Jika sudah keluar masalah yang sebenarnya, Bunda jadi tahu apa masalahnya dan dapat secara tepat memberikan solusi. Pada intinya, kedekatan secara emosional dan secara spiritual dengan anak perlu dibangun.
Lalu, setelah berdoa dan membangun ikatan hati dengan anak, lihat hubungannya dengan passion.
Baca Juga: Perlunya Memasukkan Nilai dalam Membentuk Bahasa Ahsan
Setiap Anak Memiliki Bakat dan Minat yang Berbeda
Ada sebuah dongeng yang diceritakan oleh Pak Jamil Azzaini. Ada sebuah konferensi antar penghuni hutan karena hutan sering terbakar dan sering banjir. Dalam konferensi itu diputuskan bahwa untuk menyelamatkan diri dari kebakaran dan banjir, penghuni hutan harus bisa berenang, terbang dan memanjat pohon.
Setelah konferensi, segera diadakan pelatihan bagi para penghuni hutan agar semua hewan bisa terbang, berenang dan memanjat pohon. Hasilnya, pada hari pertama, para penghuni hutan antusias mengikuti pelatihan, hari kedua sudah mulai ada masalah, hari ketiga pelatihan kacau dan para penghuni hutan stress dan pada hari keempat pelatihan dibubarkan.

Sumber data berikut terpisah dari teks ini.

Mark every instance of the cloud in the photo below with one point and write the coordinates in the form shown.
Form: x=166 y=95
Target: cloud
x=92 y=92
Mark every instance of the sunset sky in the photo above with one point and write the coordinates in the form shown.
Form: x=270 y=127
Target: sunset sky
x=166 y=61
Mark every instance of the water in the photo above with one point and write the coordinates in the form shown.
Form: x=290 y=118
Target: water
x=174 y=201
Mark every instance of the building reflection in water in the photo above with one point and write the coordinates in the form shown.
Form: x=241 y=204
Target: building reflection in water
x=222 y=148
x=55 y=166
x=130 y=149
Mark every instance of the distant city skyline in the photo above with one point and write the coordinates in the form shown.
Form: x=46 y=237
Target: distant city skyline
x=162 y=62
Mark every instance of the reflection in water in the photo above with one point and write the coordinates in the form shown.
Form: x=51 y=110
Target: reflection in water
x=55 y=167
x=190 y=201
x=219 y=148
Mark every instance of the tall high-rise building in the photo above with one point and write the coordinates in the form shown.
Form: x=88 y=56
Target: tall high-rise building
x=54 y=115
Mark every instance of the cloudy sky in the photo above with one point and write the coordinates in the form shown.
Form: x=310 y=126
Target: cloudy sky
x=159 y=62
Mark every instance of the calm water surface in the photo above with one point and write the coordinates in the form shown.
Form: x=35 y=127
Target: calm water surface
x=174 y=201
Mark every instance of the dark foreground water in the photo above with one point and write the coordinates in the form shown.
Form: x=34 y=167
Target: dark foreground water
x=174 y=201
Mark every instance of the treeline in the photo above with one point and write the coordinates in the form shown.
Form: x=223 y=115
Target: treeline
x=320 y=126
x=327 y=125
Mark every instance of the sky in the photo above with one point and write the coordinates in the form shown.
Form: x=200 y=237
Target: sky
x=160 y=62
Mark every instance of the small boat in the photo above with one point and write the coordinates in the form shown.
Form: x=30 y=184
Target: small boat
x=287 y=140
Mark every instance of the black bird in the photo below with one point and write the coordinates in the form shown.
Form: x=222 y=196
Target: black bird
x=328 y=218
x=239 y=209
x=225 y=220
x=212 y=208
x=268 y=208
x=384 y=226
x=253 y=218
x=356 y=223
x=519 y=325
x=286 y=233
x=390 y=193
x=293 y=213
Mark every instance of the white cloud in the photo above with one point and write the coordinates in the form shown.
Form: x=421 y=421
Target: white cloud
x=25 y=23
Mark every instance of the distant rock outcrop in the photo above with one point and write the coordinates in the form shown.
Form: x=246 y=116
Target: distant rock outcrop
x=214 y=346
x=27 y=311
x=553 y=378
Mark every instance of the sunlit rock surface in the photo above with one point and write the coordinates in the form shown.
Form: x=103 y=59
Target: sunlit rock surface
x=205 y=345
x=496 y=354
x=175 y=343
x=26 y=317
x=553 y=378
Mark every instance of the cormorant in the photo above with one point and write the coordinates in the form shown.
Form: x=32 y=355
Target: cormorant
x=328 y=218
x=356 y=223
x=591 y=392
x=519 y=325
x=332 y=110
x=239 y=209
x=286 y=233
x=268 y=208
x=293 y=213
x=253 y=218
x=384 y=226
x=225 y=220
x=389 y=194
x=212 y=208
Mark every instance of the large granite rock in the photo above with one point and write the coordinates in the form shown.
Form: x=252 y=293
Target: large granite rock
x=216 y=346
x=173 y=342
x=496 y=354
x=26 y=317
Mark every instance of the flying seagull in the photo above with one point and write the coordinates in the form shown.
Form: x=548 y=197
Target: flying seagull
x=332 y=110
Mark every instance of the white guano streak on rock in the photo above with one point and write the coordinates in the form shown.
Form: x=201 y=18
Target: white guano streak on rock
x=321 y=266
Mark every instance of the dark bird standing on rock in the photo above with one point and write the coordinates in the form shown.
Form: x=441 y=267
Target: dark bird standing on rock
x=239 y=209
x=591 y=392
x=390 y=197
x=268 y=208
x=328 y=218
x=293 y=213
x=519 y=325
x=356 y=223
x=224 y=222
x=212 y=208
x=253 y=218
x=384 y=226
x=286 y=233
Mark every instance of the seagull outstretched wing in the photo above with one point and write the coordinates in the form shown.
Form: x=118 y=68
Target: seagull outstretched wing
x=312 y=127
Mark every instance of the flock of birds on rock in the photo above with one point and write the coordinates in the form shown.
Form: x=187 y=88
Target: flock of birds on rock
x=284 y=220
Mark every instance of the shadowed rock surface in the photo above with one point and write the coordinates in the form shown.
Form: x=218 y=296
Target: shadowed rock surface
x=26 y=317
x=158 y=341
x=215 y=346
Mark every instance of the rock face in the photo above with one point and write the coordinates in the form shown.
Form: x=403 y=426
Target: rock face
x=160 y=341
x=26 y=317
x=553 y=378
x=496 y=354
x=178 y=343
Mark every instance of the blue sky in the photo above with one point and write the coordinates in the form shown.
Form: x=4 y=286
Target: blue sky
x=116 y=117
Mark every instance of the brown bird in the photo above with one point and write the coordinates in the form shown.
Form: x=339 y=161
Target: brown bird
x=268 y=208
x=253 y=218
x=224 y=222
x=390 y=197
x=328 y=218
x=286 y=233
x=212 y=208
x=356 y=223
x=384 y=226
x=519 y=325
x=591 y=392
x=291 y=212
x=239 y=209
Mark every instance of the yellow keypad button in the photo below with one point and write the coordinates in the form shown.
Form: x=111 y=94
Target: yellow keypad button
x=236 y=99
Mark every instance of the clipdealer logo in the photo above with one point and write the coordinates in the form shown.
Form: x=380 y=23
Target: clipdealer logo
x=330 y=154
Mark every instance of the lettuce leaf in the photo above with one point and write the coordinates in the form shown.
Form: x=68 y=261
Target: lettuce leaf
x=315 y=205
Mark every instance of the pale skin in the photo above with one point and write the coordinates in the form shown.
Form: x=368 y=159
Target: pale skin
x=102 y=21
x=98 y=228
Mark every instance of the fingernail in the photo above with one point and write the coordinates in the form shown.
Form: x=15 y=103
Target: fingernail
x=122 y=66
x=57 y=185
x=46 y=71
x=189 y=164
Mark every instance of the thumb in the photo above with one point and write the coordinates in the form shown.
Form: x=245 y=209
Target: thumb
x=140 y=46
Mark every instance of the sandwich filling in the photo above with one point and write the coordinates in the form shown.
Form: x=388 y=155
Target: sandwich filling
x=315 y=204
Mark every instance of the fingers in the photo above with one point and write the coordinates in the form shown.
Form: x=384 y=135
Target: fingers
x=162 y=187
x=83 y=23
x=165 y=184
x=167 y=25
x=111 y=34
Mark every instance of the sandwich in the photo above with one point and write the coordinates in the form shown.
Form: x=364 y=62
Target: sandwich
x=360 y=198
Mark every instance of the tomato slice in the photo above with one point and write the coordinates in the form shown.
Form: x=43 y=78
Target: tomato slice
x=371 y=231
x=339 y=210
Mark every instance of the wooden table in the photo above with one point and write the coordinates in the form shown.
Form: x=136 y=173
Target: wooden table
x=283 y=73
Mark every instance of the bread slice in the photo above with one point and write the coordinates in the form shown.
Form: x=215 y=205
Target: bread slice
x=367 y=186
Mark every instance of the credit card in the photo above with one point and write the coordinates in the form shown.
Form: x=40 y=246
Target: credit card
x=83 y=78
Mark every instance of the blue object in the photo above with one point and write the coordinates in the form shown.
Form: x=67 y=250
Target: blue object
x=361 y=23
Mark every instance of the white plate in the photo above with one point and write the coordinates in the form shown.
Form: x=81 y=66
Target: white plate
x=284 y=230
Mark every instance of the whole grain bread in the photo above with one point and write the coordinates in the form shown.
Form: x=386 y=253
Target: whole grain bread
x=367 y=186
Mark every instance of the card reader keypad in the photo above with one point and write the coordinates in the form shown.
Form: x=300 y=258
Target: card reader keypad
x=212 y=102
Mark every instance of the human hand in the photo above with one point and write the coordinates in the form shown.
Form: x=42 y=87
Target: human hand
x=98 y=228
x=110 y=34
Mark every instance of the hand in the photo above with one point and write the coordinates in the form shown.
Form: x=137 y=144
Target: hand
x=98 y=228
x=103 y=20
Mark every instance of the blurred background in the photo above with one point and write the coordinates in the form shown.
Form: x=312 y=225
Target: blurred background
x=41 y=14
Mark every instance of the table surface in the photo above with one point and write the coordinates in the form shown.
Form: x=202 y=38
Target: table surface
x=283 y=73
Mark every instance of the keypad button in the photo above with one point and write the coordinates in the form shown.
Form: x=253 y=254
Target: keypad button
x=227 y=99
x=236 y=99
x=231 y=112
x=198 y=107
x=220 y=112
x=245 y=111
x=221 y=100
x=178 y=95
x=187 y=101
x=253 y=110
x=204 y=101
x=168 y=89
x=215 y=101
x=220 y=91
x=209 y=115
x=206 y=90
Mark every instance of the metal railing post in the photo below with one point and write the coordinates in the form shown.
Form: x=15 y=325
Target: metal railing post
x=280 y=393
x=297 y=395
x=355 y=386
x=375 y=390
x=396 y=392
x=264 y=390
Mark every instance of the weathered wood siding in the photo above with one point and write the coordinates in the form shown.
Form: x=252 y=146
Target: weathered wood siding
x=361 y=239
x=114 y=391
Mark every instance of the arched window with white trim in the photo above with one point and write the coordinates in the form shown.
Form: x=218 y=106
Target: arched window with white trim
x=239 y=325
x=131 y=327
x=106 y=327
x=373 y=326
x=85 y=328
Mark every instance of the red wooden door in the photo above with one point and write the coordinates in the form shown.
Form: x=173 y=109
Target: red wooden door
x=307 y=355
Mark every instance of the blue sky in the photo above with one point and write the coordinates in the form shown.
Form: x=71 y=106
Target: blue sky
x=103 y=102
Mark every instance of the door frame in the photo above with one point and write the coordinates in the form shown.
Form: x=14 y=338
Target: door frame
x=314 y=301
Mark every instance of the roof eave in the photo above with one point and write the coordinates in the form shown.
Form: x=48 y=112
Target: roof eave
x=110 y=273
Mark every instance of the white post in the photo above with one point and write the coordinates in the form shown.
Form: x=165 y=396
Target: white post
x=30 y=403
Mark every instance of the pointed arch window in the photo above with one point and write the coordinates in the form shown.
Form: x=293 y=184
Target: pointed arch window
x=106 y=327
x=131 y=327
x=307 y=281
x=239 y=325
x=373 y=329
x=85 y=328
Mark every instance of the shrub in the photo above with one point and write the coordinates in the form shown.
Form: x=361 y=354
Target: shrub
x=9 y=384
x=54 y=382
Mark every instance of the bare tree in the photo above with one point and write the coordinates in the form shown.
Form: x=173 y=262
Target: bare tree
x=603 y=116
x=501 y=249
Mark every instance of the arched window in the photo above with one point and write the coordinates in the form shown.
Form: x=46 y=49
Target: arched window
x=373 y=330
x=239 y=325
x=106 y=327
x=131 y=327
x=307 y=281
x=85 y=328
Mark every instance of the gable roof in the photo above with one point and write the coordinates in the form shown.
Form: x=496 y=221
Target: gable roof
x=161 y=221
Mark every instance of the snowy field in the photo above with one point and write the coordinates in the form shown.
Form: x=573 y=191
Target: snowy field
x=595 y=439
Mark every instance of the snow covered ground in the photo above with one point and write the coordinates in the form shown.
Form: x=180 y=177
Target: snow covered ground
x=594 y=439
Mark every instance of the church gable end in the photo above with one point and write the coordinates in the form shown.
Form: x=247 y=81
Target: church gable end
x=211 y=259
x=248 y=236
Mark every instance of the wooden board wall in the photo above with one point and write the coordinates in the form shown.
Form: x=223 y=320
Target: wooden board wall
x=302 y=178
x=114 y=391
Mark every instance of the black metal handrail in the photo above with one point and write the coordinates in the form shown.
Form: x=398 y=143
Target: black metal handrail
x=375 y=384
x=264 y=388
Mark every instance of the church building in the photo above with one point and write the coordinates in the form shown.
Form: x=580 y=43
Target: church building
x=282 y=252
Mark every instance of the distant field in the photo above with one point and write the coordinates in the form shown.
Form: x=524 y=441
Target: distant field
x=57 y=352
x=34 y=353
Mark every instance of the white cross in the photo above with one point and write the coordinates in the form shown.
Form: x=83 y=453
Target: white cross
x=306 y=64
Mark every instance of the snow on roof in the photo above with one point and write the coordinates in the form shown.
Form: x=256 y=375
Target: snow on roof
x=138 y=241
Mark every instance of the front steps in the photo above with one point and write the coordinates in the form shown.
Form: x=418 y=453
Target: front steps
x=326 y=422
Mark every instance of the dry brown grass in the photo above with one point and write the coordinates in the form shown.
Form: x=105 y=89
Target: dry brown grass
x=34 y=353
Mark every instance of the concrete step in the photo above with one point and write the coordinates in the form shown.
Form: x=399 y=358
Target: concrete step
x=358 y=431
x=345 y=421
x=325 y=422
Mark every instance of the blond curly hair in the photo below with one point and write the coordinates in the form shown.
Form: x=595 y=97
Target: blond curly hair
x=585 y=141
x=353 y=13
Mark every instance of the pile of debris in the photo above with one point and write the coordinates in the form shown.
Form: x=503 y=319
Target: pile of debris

Kenapa dibubarkan? Karena para penghuni hutan memiliki bakatnya masing-masing dan tidak bisa memaksakan sesuatu yang dia tidak memiliki bakat.
Begitu juga dalam mendidik anak. Bunda, setiap anak memiliki potensi yang berbeda, jangan perlakukan mereka sama. Jangan samakan anak dengan diri kita.
Selain itu, jangan samakan antara seorang adik dan kakak, keduanya memiliki potensi yang berbeda. Jangan bandingkan anak kita dengan anak tetangga atau anak orang lain. Mereka memiliki potensi yang berbeda-beda.
Setiap anak telah dibekali potensinya masing-masing, tugas orang tua adalah menemukan apa potensinya dan mengembangkan potensi tersebut hingga anak itu hebat.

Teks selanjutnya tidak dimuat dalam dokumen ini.